Mandela is also known for saying that, "no one truly knows a nation until one
has been inside its jails. A nation should not be judged by how it treats its
highest citizens, but its lowest ones." By this measure, until the abominable
practice of solitary confinement is completely eradicated from our prisons, the
United States' justice system will always be a disappointment.
(source: Stephen Cooper, Baltimore Post Examiner)
********************
Drop the death penalty for Dylann Roof
In authorizing the death-penalty prosecution of Dylann Roof, the white man
accused of murdering 9 people in a racially motivated assault at a historic
African American church in Charleston, S.C., Attorney General Loretta E. Lynch
cited the "nature of the alleged crime and the resulting harm." There can be no
disagreement about the merciless horror that occurred June 17, 2015, or about
the evidence of Mr. Roof's culpability. But we question whether justice is best
served by pressing ahead with not 1 but 2 trials seeking the death penalty in
the face of Mr. Roof's offer to plead guilty in exchange for life in prison
without possibility of release.
Some of the people whose lives were tragically touched by the events last year
also question the government's decision. The remarkable display of grace that
characterized Charleston's response to the shooting - including from family
members of victims who publicly forgave the 21-year-old gunman days after the
massacre - should cause federal and state prosecutors to rethink the wisdom of
pressing ahead with costly trials and potentially protracted appeals that will
cause the families and friends of victims to relive their trauma.
Mr. Roof is set to go on trial Nov. 7 on 33 federal charges in connection with
the mass shooting at Emanuel African Methodist Episcopal Church. It will take
an estimated 2 to 3 weeks to seat a jury and then two to three weeks for the
trial and deliberations. Assuming a guilty verdict, there will be an additional
3 to 4 weeks as the jury decides the penalty. Then, in a jurisdictional pileup
over the death penalty, South Carolina plans to go to trial with its own
charges.
It seems senseless. Trials involving the death penalty are expensive;
imprisoning Mr. Roof for life would cost taxpayers less. Studies show that
death-penalty trials make it more difficult for survivors and relatives of
victims to heal and recover. 3 adults and 2 children survived the attacks;
imagine what they might have to endure as these trials drag on through the end
of the year.
"Racially motivated violence such as this is the original domestic terrorism,"
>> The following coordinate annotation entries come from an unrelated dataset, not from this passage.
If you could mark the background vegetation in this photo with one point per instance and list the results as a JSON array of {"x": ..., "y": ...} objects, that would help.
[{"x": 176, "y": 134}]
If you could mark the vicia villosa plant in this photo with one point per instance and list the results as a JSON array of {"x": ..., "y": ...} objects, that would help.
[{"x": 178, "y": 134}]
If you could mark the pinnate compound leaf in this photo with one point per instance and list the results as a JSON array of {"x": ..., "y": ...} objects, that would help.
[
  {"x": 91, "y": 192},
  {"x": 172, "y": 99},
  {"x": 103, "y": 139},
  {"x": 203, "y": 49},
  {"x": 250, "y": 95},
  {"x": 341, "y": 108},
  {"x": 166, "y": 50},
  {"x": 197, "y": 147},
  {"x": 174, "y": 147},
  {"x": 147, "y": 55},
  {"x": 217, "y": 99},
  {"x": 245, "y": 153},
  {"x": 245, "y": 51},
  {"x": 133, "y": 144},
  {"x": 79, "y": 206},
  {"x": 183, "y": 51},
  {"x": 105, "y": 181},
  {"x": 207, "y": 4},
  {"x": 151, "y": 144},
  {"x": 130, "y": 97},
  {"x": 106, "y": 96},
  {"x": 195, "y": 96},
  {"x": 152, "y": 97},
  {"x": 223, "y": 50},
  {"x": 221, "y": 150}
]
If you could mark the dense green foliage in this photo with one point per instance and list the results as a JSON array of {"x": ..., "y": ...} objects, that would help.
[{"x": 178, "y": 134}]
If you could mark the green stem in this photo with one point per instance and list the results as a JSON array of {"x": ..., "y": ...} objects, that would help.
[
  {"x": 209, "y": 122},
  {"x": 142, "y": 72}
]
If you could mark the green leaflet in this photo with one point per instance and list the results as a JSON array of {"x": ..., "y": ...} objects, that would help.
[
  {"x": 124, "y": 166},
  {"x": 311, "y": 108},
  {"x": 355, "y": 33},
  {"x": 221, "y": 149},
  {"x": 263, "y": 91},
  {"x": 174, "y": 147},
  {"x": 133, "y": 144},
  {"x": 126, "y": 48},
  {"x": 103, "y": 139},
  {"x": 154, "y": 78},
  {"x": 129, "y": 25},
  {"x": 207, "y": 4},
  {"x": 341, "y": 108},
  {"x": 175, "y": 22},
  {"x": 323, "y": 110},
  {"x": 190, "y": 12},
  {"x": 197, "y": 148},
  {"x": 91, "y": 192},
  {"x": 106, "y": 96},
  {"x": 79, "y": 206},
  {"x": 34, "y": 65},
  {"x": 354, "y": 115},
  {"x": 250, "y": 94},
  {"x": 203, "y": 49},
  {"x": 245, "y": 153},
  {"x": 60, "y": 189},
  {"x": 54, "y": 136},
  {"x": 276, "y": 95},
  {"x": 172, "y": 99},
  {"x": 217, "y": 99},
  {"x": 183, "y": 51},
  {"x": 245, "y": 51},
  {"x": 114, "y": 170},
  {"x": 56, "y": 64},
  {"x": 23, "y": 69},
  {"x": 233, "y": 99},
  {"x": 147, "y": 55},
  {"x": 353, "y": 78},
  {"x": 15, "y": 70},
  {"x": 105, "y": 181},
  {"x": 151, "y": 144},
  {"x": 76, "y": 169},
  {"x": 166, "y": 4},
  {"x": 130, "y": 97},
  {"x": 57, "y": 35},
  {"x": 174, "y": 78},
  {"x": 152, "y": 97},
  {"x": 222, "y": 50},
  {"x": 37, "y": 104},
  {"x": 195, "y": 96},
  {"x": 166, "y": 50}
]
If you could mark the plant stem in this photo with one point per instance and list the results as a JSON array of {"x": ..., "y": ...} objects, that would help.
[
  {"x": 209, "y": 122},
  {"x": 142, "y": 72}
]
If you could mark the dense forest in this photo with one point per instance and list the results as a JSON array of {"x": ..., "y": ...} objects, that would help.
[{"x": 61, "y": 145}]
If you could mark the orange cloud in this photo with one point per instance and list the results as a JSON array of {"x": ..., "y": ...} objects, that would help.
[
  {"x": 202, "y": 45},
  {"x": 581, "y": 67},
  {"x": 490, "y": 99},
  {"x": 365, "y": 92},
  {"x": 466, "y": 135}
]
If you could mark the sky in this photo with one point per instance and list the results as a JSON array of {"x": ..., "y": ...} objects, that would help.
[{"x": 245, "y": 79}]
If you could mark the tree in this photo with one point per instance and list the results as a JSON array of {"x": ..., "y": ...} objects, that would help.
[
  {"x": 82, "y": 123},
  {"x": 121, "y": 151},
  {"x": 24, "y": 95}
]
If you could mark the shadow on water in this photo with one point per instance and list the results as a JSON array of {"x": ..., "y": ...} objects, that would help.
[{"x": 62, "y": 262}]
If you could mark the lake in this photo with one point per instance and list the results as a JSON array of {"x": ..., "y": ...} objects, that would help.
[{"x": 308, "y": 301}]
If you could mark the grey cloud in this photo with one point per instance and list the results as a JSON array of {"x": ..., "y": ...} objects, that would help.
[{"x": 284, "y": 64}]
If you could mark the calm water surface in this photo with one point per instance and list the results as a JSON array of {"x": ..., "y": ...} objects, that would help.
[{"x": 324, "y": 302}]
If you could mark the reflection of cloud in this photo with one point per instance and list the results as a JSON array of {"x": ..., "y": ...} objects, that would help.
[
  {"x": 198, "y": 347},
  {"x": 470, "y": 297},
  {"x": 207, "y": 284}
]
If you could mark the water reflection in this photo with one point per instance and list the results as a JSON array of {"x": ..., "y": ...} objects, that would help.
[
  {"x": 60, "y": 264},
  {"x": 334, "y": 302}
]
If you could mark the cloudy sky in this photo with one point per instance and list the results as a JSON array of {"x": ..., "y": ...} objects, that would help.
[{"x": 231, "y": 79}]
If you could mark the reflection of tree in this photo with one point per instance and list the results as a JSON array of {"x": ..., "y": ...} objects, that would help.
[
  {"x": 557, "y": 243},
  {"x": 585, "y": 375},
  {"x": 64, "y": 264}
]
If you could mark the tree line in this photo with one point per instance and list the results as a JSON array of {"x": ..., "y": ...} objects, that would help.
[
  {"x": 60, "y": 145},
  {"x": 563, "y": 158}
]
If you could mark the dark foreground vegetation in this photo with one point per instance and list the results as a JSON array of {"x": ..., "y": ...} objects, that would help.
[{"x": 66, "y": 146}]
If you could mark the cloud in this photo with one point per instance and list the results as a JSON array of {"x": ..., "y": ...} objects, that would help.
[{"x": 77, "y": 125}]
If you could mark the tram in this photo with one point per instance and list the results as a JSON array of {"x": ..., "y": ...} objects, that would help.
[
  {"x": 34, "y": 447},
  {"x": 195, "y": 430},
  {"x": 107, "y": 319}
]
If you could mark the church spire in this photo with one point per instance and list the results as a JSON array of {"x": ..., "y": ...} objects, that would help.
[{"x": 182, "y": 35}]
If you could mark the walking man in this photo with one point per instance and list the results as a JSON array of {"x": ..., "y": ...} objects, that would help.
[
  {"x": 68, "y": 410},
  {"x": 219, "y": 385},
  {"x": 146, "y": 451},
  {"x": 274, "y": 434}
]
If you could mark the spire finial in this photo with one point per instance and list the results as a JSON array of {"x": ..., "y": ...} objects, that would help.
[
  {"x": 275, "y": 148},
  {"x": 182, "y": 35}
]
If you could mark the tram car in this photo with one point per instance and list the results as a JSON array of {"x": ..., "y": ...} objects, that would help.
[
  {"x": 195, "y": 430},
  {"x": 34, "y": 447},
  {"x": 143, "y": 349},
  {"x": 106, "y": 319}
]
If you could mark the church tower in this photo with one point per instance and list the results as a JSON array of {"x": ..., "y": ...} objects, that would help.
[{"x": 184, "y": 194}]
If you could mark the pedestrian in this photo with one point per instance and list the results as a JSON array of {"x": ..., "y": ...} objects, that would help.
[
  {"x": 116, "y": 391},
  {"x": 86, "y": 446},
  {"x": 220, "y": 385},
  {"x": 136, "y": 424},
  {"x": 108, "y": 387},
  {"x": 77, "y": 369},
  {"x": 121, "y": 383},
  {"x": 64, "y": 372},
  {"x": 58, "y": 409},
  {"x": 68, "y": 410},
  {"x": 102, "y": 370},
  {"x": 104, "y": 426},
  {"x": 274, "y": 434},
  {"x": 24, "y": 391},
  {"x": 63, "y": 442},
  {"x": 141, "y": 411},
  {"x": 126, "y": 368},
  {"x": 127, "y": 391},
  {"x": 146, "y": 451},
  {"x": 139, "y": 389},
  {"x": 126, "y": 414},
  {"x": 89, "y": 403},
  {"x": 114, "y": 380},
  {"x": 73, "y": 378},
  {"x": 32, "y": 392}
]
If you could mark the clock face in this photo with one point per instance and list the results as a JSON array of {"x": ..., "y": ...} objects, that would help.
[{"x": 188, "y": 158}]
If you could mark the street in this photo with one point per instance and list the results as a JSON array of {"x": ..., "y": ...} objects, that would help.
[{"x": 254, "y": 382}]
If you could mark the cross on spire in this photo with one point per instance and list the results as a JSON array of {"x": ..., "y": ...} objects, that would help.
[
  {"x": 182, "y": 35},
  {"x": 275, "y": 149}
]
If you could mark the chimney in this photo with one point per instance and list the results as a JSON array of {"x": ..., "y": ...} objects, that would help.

Ms. Lynch said in explaining why the death penalty is appropriate. True. But
some of the most powerful arguments against Mr. Roof's execution are from
prominent civil rights leaders. Wade Henderson, president and chief executive
of the Leadership Conference on Civil and Human Rights, wrote a Post op-ed
recalling the connection between the death penalty and racial discrimination
that results in disproportionately more blacks being put to death. A poll by
the University of South Carolina found a majority of black South Carolinians
favor life without parole - not death - for Mr. Roof.
We urge Ms. Lynch to bring a speedy and final resolution to the federal case by
accepting Mr. Roof's guilty plea. The state should then drop its prosecution
and let Mr. Roof be locked away for the rest of his sorry life.